Passing unnoticed last year was the 25th anniversary of an event that had a truly lasting impact on the finance industry in Jersey.
This was the publication of the Edwards Report into the Crown Dependencies by the UK Government in November 1998.
At the time, there was no government communications unit in place and no Jersey Finance either, to handle the response to this comprehensive assessment of the Crown Dependencies’ regulatory capabilities.
I recall sitting around a table with representatives from the Jersey Bankers Association, the Jersey Funds Association and the Jersey Finance Industry Association (JFIA) agreeing how we should react to the findings. The JFIA had been established by the industry to more effectively communicate with government and the regulator but it was soon drawn into responding to issues detrimental to the industry which surfaced regularly in the national media at this time.
And the big one was the potential findings of the Edwards Review, conducted by Andrew Edwards, a former HM Treasury official. His remit was to examine the quality of regulation and make recommendations for improvements, prompted by consistent but ill-founded accusations of tax evasion and a lack of transparency.

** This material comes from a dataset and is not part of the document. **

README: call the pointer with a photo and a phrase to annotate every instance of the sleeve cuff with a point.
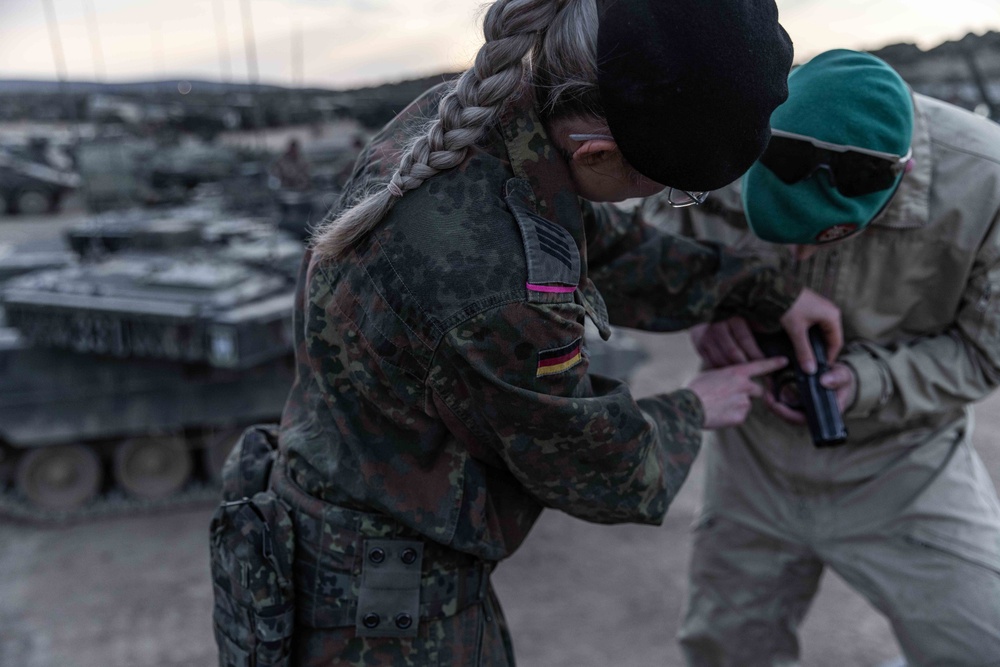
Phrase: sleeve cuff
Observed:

Once published, those of us round the table had to be quick to formulate a media response and arrange to issue it to national, trade and local media, through Crystal’s network of media contacts. Fortunately, there was much in the report that was positive about the current standards of regulation in Jersey and we were largely successful in conveying a positive message about the industry and in responding effectively to this Report.
Ironically enough, Edwards produced one particular recommendation which had a lasting impact on Jersey’s approach to PR. He considered it inappropriate that the regulator should also have responsibility for promoting the industry and so Edwards was a catalyst both for the formation of Jersey Finance in 2001 and no doubt added to a growing consensus that government needed to recruit its own professionals to handle communications.
The idea of ‘keeping our head below the parapet’ which had been a feature of the thinking in the 80s and 90s was not going to cut it as the spotlight was increasingly turned on the offshore jurisdictions by governments and pressure groups. The commissioning of the Edwards Review by the Home Office served to highlight how little Jersey had invested in communicating the value of the industry to the wider world. It would prove important for Jersey to be better equipped to defend the reputation of its finance industry in the years that followed because pressure for regulatory reform continued to emerge, especially from left wing politicians and pressure groups, the EU and later the OECD. Responding to Edwards demonstrated it could be done effectively.
25 years on and we still have national media reports demanding that the Crown Dependencies are more transparent but now at least we have the mechanisms in place to swiftly counter any misrepresentation, to point to actions the Jersey authorities have taken over the decades to remain at the forefront of international standards and to the extensive research undertaken, not least by Jersey Finance, to show its value to the global economy. The Edwards Report was a turning point largely forgotten today.